Just as Keystone XL has been shrouded in controversy and debate in the U.S., Energy East faces fierce opposition in Canada, where groups like Environmental Defence and the Council of Canadians believe the pipeline threatens both sensitive ecosystems and populated areas with the risk of a spill. According to the report “Liquid Pipeline: Extreme Energy’s Threat to the Great Lakes and the St. Lawrence River,” by Maude Barlow of the Council of Canadians, Energy East would cross the northern end of the Great Lakes, including the St. Lawrence River Basin watershed, threatening many water systems along the way.
“In its preliminary project description filed with the National Energy Board in March 2014, TransCanada outlined details about its plans to build a port in Cacouna, Quebec, just north of Rivière-de-Loup on the St. Lawrence River,” the report states. “Local residents are very concerned that any accidents involving either the pipeline or marine shipments along this route would put the already endangered beluga whale population at greater risk.”

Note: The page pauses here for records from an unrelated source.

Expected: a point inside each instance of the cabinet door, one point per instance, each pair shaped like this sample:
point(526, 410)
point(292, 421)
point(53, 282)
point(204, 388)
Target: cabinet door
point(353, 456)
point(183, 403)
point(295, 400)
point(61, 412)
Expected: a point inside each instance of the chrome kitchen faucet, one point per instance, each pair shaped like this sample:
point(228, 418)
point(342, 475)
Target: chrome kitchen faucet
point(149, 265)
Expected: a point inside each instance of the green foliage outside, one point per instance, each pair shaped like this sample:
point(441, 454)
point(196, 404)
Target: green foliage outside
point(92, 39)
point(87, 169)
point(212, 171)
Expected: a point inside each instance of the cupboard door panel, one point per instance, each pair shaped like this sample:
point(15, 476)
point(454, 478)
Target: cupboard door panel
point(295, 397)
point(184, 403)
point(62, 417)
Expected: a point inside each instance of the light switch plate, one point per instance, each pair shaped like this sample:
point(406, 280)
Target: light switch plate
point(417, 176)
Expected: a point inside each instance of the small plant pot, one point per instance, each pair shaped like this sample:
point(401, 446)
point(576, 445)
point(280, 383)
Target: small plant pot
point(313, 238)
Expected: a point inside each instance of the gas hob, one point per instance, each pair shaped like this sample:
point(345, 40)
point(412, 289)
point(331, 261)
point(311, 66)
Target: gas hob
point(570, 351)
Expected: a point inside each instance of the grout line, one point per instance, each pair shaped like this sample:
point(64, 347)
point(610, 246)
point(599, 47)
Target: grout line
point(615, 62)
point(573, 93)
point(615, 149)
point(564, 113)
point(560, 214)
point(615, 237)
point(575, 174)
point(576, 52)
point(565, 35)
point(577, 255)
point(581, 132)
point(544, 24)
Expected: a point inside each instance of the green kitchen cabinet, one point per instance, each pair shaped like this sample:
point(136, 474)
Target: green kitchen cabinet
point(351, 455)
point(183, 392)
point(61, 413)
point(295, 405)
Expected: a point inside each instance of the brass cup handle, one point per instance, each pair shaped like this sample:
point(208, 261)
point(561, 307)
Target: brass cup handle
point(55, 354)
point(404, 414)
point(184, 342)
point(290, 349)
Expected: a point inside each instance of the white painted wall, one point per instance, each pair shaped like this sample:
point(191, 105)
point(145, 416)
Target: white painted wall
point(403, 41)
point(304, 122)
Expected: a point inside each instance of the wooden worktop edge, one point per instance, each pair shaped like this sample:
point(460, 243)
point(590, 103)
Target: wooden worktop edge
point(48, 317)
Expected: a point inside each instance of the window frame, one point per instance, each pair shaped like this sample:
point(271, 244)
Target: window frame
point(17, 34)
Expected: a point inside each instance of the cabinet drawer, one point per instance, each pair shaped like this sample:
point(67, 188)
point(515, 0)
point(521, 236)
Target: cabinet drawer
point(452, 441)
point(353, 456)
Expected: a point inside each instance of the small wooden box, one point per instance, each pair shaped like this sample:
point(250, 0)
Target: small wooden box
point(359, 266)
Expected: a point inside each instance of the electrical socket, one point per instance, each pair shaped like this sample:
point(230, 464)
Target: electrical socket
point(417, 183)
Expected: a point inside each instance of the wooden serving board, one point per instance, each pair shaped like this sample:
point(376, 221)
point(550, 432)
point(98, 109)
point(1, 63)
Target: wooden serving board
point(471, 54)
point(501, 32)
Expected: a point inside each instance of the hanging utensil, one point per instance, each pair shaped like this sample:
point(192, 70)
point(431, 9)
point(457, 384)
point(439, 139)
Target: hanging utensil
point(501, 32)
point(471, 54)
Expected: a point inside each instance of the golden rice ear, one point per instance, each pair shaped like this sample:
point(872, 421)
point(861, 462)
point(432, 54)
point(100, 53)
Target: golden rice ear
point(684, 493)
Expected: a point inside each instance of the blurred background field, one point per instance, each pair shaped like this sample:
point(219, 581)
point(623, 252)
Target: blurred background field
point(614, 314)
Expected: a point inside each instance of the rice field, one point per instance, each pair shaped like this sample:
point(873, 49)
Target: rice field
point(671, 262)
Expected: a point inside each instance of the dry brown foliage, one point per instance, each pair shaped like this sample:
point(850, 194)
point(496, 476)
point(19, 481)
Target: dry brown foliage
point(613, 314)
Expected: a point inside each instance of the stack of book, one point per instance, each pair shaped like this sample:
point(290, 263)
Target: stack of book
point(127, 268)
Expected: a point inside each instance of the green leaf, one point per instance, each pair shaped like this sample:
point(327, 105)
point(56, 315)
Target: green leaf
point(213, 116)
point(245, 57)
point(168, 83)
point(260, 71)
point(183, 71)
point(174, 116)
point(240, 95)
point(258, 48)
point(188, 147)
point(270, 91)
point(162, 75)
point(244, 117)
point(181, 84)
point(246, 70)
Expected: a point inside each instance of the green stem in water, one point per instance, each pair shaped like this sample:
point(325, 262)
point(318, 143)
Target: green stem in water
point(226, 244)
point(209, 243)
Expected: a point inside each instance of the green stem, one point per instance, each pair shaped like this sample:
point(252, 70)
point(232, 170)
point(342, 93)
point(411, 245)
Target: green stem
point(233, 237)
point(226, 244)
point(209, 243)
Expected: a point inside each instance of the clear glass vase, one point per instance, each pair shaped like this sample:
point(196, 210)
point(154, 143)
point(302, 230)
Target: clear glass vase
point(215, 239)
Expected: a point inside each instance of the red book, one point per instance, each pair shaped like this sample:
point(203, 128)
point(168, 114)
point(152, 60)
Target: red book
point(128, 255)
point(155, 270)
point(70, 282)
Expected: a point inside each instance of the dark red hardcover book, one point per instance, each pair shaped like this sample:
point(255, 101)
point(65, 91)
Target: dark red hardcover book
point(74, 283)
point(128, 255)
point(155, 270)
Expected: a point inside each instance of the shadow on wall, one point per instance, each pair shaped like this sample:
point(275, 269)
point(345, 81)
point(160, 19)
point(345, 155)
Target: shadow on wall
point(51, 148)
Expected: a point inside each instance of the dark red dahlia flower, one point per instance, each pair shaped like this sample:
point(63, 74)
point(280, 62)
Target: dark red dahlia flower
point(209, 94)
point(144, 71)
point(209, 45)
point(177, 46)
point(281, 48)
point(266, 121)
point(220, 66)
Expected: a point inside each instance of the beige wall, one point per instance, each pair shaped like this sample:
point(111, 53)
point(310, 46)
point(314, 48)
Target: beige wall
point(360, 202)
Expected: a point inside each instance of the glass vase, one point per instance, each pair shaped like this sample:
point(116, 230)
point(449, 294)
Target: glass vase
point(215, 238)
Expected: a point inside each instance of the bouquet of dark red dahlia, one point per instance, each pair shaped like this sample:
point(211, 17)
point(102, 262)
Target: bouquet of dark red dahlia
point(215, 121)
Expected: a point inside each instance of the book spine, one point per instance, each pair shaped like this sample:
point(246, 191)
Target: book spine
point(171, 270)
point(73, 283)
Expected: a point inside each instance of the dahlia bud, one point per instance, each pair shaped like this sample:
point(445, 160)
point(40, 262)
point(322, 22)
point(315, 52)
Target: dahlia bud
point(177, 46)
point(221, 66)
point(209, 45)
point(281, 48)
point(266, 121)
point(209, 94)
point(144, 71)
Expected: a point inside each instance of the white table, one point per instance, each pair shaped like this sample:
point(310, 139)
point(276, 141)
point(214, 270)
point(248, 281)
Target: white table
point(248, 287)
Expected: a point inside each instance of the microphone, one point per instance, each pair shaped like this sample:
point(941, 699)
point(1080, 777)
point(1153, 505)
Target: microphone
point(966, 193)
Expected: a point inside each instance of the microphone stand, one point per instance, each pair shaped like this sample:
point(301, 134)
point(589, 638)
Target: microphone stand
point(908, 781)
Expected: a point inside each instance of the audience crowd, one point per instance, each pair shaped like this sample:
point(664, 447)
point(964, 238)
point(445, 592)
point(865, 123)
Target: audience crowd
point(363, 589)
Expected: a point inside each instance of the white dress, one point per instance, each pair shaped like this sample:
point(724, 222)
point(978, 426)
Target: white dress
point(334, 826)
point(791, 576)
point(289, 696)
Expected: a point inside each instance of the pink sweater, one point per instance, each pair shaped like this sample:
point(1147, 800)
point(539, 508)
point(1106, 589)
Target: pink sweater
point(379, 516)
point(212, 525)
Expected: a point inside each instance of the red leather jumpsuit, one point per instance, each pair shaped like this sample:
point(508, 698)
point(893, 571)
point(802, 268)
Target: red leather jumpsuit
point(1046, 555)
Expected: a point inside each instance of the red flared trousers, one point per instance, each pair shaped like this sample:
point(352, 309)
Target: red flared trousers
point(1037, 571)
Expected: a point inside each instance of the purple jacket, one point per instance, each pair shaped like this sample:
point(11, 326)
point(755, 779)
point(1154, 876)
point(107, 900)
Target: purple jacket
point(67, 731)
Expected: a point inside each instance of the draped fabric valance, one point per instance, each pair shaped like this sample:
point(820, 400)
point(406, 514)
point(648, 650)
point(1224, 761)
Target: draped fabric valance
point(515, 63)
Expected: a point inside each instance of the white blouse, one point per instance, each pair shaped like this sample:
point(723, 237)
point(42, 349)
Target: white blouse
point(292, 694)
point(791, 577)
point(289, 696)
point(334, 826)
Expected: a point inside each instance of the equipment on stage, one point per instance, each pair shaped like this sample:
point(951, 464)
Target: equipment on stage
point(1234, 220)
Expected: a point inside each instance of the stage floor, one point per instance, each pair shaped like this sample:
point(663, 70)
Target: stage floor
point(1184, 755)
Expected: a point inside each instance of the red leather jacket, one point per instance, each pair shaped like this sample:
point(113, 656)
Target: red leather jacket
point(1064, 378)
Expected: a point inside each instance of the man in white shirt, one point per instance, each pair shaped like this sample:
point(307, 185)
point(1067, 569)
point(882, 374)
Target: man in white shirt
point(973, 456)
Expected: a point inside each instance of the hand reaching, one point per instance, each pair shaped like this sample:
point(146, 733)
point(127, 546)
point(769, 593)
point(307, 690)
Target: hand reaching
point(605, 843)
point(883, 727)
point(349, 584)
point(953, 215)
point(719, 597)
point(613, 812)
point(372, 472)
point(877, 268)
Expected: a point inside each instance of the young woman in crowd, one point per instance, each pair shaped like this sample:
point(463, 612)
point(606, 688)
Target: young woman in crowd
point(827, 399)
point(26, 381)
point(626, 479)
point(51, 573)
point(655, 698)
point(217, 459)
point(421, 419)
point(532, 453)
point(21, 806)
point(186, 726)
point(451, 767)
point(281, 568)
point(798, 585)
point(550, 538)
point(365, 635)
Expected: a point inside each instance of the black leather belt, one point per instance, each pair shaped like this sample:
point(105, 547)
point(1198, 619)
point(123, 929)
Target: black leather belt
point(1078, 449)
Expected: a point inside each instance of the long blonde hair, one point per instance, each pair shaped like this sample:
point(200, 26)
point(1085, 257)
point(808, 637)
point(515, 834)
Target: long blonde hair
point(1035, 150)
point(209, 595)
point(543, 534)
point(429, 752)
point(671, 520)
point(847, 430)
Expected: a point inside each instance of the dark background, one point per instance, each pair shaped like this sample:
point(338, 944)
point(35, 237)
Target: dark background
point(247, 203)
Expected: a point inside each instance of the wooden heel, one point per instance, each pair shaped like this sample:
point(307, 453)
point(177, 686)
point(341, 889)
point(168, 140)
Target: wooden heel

For its part, TransCanada says that it “understands the important role all aquifers, rivers and lakes play in maintaining sensitive and vital ecosystems across Canada,” but asserts that “pipelines remain the safest, most efficient and most environmentally friendly mode of transporting energy across the continent.” Before the Energy East pipeline goes into service, TransCanada plans to clean and thoroughly inspect the converted section of the pipeline. The company has also promised to avoid crossings of important water bodies to minimize disturbances of sensitive aquatic ecosystems. Highly-trained technical staff in TransCanada’s control center would monitor the pipeline 24/7.
While construction and maintenance of the Energy East pipeline would create some 14,000 jobs during its first seven years while providing upwards of $7.6 billion in tax revenue to pay for schools, roads and other public services across Canada, many Canadians remain concerned that a spill could threaten or destroy their livelihoods.
Regardless of these concerns, TransCanada is currently working to get final regulatory approval from Canada’s National Energy Board (NEB) to start work on Energy East and hopes to have construction completed by the end of 2018. Environmentalists are still holding out hope that NEB will reject Energy East on environmental and/or socio-economic grounds, and continues to drum up support across Canada and beyond for shelving the beleaguered pipeline.